One of the biggest barriers facing farmers looking to replant is cost, and last fall the B.C. government announced a second round of the Enhanced Replant Program, which funds farmers looking to try more climate-resilient, high-value fruit varieties. The first round saw over 2,000 acres of B.C. perennials replaced, including roughly 733 acres of berry crops.
Replanting is part of the natural cycle of farming, says Lana Popham, B.C.’s minister of agriculture and food, but growers are struggling to keep up with the pace of climate change and the ensuing extreme weather events.
“Farming isn’t going to get any easier over the next few years, whether it’s drought, whether it’s flooding—you name it,” says Popham. “We’re battling on the front lines of agriculture, but we are also working with farmers to try to find the best way through it.”
Back in the Fraser Valley, Dossett says ongoing investments and emerging tech will be essential for farmers and berry breeders facing climate change. High-throughput phenotyping—which uses sensors and imaging tech to automatically measure plant traits and performance—is among the technologies beginning to take hold, he says, and will change the game over time as costs come down.
Lenore Newman, director of the Food and Agriculture Institute at the University of the Fraser Valley, agrees. Sensor technology paired with precision irrigation, and targeted genetics using CRISPR breeding—a method of developing new plant varieties by making small, precise changes to a plant’s DNA—are showing great promise. Newman also points to companies like Heritable Agriculture, founded by former Google researcher Brad Zamft, that are using AI and large biological datasets to predict how different plant breeds will respond to climate stresses.
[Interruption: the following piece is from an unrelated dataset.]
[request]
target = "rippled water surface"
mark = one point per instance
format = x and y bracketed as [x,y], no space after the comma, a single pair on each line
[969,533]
“[Zamft] realized you could build a virtual farm and have the AI develop your new crop, and then you can make the CRISPR changes in the DNA to match that. So instead of a 10-year cycle of crop development, maybe you can do it in two or three, which is a big breakthrough,” says Newman. “I think we’re going to hear a lot about that, and there are a lot of Canadian investors going into Heritable Agriculture.”
Still, Newman warns that technology on its own likely won’t be enough. To that end, she is calling on leaders to create a national, unified approach when it comes to agricultural technology adoption, food security and food sovereignty—and at the same time to address the elephant in the room.
“We’re not miracle workers. We’re working as hard as we can to stay ahead of these changes. But at the end of the day, we really need climate change to stop,” she says. “If we just, unchecked, continue to drive average temperature up and drive up extreme weather, no, we can’t build an agriculture industry that survives that. And that’s a real challenge.”